(In French, In Theatres, August 2016) By the time they’ve hit their fifth instalment, ongoing series usually have both figured out their formula and downgraded their ambitions to focus almost solely on that formula. So it is that Ice Age: Collision Course once again focuses on the adventure of woolly mammoth Manny and his growing family (this time around, daughter Peaches is about to wed) while some world-altering events takes place. Meanwhile, and perhaps more interestingly, the film’s subplot goes for gonzo Science Fiction as squirrel Scrat’s fondness for acorns leads to a reshaping of the solar system via alien technology and the usual slapstick. Earthbound, we have more of the usual banter (any hope of seeing the idiot sloth being sidelined is once again extinguished), along with more implausible sci-fi shenanigans involving a volcano, alien crystal and an incoming meteor strike, implausibly prophesied by … whom? Anyway; it’s not as if this is a series built on realism, and by the time the film brings back (through a rather good long shot set to “Figaro”) the striking grander-than-life Buck from the third instalment, it’s easier to be swept up by the energy of the film. I mean: There’s a Neil deGrasse Tyson parody and an extended subplot about rejuvenating crystals. As for the rest, Ice Age: Collision Course is perhaps a bit too familiar at this point, and rote in its execution … but still more or less an extension to the series as it exists.
(In French, on Blu-Ray, June 2015) It’s really not productive to start nit-picking about the anachronistic introduction of dinosaurs into the Ice Age universe in Dawn of the Dinosaurs: In an animated comedy series featuring talking ice-age animals that are already anachronistically mixed, there’s a double or triple degree of unreality that is useless to contest. We might rather enjoy how the series suddenly develops colors, uses its newly-found new world for ever-more-expansive action sequences and even introduces a memorable character (Simon Pegg’s turn as the deliriously tough “Buck”). Plus: extra earworm points for reviving “Walk the Dinosaur”. I still dislike the aesthetics of the series, its low-wit comedy, the over-developed action sequences and the broad obvious character arcs. But it is recognizably an Ice Age film, with the expected highlights going to Scrat (here temporarily paired off with Scratte, until the inevitable return to his true nutty love.) It’s almost instantly forgettable as “another instalment in the series”, although the dinosaurs do help make it more visually distinctive than the second film in the series.
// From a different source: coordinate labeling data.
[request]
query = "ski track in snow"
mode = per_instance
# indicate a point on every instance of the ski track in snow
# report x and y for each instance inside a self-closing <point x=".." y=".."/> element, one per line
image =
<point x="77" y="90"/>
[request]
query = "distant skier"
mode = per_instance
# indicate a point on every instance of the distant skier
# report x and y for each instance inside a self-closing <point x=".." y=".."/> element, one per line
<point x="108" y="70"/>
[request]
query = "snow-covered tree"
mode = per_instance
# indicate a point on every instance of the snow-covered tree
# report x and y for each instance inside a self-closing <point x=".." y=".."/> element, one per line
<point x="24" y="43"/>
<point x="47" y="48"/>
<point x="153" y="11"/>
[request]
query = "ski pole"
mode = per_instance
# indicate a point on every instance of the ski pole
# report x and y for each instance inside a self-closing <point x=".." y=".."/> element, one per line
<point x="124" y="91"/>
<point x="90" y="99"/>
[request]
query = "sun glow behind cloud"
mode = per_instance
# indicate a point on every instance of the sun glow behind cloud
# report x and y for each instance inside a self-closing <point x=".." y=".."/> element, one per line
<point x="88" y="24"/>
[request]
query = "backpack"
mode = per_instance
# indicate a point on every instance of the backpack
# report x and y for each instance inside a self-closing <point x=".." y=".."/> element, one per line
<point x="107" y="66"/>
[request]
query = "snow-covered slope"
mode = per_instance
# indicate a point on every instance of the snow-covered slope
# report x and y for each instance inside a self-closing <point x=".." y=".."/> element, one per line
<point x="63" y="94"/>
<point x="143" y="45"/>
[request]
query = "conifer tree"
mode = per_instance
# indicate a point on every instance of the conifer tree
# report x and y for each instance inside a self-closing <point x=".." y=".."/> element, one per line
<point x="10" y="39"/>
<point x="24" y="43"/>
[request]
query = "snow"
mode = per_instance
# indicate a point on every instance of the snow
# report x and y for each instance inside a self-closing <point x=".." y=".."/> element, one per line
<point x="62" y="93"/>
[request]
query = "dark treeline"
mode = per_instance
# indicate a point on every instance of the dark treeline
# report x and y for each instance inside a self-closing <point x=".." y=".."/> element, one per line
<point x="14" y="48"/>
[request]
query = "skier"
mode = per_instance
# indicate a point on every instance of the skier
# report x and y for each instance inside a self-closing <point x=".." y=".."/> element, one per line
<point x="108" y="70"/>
(In French, on Blu-Ray, June 2015) I still think that the Ice Age series is duller than it ought to be, but I can certainly appreciate how the third and fourth instalment try shaking things up. In Continental Drift’s case, the series goes out to sea, with a plot that involves a lot of water and a bunch of pirates. Yes, pirates. Ice age pirates. It may sound like a big ball of nonsense, but it does lead to a big grand adventure featuring the usual characters of the series, with new voice actors such as Jennifer Lopez joining the fun. It’s not particularly sophisticated from a plotting viewpoint, but it doesn’t need to be: the action sequences are big and broad, everyone has something to do (miracles of miracles, Sid is almost less annoying this time around) and there are easy gags everywhere. For a series reaching a fourth installment, Ice Age is still keeping terminal ennui at bay. Granted, it didn’t have very high standards to begin with, but it seems to be meeting its own goals so far, and the film does look reasonably entertaining for the kids. By this installment, everyone know what to expect.